Very few people get the good pay, good contributions, and consequently the good retirement. We also completely lie to people about retirement. We tell them they have to scrimp and save so they aren't homeless when they're 80. In reality half of us will be dead by 75 and half again by 85.

[–] WoahWoah@lemmy.world 10 points 4 hours ago

S&P averaged about 10% over the last 30 years. That means it would be over 1.2 million.

[–] aesthelete@lemmy.world 9 points 5 hours ago* (last edited 5 hours ago) (1 children)

And sure we could get into buying a cheaper, used car or whatever, but in the long term the maintenance costs, having to buy another car sooner, and other financial risks to cars outside of warrantee over a lifetime will add up similarly unless you’re really lucky or can repair your own cars.

Buying a low-mileage used car and even paying for a shop to do the maintenance is almost always cheaper than buying something with $500+ monthly payments. I don't actually agree for the most part with Dave Ramsey (even about the entirety of this post)...but he's correct that it is cheaper.

[–] irotsoma@lemmy.world 3 points 4 hours ago (1 children)

Most Americans have less than $1,000 in savings. So any car for that amount is not going to survive long. So most Americans still get loans for used cars.

And with interest rates so high, a payment of $550 will only get you about $25K. That's enough for a decent new small sedan, but if you have kids (especially if 3 or more), that's probably the minimum needed to get a used minivan that will last a while.

Anything else is only going to last a few years at best before needing major repairs.

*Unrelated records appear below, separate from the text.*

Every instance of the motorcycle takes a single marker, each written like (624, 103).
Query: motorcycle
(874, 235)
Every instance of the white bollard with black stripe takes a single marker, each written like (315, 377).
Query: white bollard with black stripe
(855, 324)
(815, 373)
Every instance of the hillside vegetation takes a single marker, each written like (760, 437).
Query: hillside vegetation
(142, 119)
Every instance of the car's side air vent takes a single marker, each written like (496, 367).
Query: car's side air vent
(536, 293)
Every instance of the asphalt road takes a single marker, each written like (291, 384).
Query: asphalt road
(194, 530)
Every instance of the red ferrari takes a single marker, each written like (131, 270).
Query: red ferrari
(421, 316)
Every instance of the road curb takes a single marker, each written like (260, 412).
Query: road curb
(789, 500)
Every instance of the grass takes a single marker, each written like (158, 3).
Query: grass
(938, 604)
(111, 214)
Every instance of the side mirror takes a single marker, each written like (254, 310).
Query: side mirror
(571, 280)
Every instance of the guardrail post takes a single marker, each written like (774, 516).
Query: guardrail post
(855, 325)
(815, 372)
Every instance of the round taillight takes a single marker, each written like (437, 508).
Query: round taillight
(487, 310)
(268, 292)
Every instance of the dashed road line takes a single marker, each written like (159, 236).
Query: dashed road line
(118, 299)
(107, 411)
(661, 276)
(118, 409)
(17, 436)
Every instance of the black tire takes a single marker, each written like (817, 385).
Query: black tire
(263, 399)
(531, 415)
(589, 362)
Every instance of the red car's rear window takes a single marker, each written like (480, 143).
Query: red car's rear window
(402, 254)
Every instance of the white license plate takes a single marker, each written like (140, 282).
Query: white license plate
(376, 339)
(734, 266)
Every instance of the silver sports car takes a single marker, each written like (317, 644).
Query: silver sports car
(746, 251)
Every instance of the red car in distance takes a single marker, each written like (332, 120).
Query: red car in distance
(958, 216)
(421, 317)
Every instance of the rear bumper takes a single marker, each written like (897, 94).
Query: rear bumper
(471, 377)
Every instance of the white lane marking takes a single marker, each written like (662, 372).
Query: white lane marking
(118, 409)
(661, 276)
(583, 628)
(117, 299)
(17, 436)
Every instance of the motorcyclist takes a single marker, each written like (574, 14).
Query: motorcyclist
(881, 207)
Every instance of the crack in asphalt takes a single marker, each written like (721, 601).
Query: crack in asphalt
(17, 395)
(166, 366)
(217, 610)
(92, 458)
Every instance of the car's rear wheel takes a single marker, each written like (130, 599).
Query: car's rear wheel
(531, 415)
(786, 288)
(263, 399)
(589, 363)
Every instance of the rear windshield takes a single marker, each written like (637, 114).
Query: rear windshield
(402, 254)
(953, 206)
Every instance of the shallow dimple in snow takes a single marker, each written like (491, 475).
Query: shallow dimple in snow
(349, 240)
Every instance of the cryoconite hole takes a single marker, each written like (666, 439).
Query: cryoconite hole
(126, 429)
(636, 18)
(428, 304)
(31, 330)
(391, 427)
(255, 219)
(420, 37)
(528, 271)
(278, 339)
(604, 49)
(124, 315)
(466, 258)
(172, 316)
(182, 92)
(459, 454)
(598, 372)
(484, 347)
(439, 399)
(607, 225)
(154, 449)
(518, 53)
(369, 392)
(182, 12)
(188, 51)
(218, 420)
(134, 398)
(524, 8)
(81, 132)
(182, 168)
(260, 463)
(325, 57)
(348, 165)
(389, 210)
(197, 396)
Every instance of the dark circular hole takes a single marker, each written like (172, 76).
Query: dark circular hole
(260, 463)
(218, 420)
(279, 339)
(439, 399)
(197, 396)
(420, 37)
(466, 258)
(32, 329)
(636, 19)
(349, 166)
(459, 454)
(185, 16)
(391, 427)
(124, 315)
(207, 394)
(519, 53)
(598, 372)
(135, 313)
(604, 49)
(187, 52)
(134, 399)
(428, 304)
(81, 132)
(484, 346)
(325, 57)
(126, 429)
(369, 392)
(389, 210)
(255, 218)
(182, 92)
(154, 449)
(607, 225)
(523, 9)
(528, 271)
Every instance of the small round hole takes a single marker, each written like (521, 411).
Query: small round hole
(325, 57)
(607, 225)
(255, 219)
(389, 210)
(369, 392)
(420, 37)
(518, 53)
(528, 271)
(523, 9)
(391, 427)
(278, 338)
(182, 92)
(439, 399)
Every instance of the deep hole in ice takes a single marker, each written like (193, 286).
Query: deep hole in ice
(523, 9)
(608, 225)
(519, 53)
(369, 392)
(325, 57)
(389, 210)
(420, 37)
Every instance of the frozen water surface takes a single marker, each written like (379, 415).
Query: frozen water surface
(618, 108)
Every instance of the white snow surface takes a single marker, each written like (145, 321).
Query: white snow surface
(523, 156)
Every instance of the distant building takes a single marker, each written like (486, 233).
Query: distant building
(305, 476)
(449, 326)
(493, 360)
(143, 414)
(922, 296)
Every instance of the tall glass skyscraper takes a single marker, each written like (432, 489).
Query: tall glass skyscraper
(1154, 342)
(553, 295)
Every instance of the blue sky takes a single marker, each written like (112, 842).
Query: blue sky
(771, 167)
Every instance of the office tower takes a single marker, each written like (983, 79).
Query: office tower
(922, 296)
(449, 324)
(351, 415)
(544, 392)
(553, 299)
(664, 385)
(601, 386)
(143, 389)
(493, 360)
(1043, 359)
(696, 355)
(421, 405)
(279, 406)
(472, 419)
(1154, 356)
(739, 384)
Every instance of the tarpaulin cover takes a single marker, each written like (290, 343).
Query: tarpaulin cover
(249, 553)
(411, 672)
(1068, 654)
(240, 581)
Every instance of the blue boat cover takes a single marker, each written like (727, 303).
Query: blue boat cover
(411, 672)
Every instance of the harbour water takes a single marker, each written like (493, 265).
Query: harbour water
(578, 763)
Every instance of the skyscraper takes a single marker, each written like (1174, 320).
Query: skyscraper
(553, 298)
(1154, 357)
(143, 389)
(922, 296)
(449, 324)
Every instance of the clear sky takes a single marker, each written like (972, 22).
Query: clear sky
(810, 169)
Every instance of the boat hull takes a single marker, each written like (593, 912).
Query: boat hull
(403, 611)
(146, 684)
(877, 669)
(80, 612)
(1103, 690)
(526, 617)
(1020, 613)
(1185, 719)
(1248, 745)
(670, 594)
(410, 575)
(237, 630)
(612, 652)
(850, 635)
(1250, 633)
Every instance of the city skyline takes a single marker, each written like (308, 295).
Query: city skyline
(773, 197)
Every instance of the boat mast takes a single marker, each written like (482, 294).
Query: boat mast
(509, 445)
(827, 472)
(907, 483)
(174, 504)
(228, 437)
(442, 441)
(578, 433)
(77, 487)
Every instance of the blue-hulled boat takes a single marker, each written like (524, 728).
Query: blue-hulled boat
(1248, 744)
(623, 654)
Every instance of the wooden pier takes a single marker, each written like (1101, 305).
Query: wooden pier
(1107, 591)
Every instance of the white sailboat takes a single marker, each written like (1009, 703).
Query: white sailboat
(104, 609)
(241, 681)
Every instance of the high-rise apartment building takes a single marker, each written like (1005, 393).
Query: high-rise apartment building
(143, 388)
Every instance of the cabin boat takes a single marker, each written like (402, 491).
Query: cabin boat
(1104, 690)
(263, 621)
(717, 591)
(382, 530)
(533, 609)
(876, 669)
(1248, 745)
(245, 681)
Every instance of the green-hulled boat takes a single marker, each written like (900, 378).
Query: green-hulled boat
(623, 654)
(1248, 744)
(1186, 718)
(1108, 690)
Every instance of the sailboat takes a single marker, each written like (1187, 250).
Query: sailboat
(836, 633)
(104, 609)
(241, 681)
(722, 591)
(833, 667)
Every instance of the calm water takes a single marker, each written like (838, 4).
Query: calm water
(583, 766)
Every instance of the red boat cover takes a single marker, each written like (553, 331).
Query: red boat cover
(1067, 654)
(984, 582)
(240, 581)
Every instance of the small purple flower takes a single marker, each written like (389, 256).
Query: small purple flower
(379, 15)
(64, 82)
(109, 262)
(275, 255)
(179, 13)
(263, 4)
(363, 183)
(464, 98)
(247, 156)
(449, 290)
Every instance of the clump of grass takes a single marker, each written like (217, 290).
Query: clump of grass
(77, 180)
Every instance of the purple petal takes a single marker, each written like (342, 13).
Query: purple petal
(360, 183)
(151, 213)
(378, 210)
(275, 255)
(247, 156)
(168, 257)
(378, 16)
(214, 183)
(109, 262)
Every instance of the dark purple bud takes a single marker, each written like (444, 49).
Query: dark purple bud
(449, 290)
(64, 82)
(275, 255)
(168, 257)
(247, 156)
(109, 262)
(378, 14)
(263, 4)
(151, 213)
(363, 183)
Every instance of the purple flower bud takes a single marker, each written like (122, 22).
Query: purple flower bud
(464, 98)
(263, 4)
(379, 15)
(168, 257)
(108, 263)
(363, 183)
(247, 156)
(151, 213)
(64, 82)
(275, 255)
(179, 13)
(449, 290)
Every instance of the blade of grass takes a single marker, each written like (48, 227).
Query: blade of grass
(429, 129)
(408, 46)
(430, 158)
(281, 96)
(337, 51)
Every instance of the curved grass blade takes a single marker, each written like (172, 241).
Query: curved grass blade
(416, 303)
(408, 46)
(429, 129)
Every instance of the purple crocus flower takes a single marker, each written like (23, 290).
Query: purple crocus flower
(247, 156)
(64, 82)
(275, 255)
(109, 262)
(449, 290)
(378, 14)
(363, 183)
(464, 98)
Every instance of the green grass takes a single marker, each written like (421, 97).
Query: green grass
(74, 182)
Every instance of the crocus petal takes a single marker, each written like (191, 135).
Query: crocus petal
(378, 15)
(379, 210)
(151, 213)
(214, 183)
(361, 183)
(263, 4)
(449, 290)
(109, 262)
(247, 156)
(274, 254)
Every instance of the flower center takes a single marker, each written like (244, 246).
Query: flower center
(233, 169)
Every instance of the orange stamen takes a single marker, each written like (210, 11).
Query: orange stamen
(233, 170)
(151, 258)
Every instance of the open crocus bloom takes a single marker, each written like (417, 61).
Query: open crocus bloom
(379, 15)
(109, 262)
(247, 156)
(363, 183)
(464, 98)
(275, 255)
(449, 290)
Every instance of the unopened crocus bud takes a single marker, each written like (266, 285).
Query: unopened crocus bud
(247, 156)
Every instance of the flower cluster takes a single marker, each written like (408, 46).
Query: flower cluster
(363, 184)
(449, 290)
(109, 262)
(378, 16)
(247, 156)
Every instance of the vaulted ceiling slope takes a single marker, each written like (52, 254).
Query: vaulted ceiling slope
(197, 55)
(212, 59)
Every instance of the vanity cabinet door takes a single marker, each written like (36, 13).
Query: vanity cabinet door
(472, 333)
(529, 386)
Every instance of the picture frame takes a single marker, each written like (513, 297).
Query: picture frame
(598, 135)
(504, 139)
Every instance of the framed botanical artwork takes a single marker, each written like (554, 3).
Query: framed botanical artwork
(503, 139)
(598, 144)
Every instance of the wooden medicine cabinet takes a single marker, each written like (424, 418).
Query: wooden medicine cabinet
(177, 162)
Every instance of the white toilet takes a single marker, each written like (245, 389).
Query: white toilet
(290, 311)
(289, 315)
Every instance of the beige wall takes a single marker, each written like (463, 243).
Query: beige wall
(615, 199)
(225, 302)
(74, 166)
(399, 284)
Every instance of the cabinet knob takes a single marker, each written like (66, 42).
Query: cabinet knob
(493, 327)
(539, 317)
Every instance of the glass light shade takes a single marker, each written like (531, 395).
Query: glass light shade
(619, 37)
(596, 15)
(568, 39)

[–] aesthelete@lemmy.world 4 points 3 hours ago* (last edited 3 hours ago)

I just did an autotrader search and in my (very unaffordable) area, there were lots of serviceable cars under 10k. If you live in a place with a garage you can even buy a used EV and eliminate whole categories of maintenance costs.

The whole point is to buy something that requires smaller or no monthly payments, and then bank the savings and eventually buy something better. "A couple of years" can do the trick in some cases.